Step 1 :Construct the sample space for a probability experiment where a coin is flipped, and then a 10 -sided die is rolled. The sample space is: $H 1, H 2, H 3, H 4, H 5, H 6, H 7, H 8, H 9, H 10, T 1, T 2, T 3, T 4, T 5, T 6, T 7, T 8, T 9, T 10$
Step 2 :The sample space for this experiment consists of 20 outcomes, as there are 2 possible outcomes for the coin flip (Heads or Tails) and 10 possible outcomes for the die roll (1 through 10).
Step 3 :To find the probability of each outcome, we need to count the number of favorable outcomes and divide by the total number of outcomes.
Step 4 :For a head on the coin and an odd number on the die, the favorable outcomes are H1, H3, H5, H7, and H9. So there are 5 favorable outcomes. The probability is \(\frac{5}{20} = 0.25\)

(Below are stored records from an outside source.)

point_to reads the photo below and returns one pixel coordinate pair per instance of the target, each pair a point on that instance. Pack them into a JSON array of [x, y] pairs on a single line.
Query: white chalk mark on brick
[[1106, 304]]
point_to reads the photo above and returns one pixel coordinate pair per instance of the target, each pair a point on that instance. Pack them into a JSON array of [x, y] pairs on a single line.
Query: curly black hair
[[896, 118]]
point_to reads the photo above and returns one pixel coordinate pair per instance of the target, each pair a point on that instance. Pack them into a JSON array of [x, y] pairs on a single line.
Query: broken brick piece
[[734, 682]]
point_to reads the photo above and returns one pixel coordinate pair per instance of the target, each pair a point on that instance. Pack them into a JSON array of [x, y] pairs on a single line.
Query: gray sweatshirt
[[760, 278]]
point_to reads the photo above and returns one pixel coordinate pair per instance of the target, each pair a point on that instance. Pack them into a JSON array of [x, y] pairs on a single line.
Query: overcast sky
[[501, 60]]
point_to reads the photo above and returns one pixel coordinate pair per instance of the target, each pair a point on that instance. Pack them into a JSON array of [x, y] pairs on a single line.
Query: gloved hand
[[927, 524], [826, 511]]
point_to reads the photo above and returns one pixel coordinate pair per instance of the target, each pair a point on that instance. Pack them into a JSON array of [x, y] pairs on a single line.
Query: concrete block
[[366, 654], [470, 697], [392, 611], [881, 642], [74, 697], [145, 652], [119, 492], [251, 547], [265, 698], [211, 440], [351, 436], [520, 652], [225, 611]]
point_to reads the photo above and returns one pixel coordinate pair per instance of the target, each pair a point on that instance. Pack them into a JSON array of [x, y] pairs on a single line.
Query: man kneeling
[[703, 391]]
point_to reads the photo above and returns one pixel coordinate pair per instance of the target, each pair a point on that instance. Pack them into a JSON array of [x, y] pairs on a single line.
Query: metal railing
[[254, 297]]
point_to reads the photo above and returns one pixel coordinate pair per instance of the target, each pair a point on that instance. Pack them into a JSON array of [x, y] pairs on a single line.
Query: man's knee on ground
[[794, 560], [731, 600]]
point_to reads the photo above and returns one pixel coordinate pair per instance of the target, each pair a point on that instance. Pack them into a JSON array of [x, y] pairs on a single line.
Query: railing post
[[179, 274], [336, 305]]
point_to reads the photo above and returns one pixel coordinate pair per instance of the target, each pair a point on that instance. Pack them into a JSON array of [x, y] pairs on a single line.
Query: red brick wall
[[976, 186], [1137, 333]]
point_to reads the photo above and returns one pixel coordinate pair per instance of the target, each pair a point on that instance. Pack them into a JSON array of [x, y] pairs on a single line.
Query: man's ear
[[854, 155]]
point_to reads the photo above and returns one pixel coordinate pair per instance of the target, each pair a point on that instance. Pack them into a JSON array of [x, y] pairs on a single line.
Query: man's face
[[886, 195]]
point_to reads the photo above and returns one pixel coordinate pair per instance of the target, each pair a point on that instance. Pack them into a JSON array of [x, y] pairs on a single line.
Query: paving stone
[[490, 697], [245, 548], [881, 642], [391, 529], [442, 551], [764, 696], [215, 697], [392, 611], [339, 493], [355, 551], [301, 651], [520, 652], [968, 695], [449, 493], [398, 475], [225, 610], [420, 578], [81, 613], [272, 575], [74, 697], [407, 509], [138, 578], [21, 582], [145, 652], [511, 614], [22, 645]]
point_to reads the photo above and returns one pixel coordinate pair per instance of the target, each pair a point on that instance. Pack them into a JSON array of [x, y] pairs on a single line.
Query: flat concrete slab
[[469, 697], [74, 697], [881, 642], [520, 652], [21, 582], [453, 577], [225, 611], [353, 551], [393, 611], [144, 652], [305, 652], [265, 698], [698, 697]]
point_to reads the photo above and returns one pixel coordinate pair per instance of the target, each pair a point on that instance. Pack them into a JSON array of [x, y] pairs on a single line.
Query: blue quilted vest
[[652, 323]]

Step 5 :For a head on the coin and a prime number on the die, the favorable outcomes are H2, H3, H5, and H7. So there are 4 favorable outcomes. The probability is \(\frac{4}{20} = 0.2\)
Step 6 :For a head on the coin and a number less than 3 on the die, the favorable outcomes are H1 and H2. So there are 2 favorable outcomes. The probability is \(\frac{2}{20} = 0.1\)
Step 7 :Final Answer: (a) The probability of getting a head on the coin and an odd number on the die is \(\boxed{0.25}\). (b) The probability of getting a head on the coin and a prime number on the die is \(\boxed{0.2}\). (c) The probability of getting a head on the coin and a number less than 3 on the die is \(\boxed{0.1}\).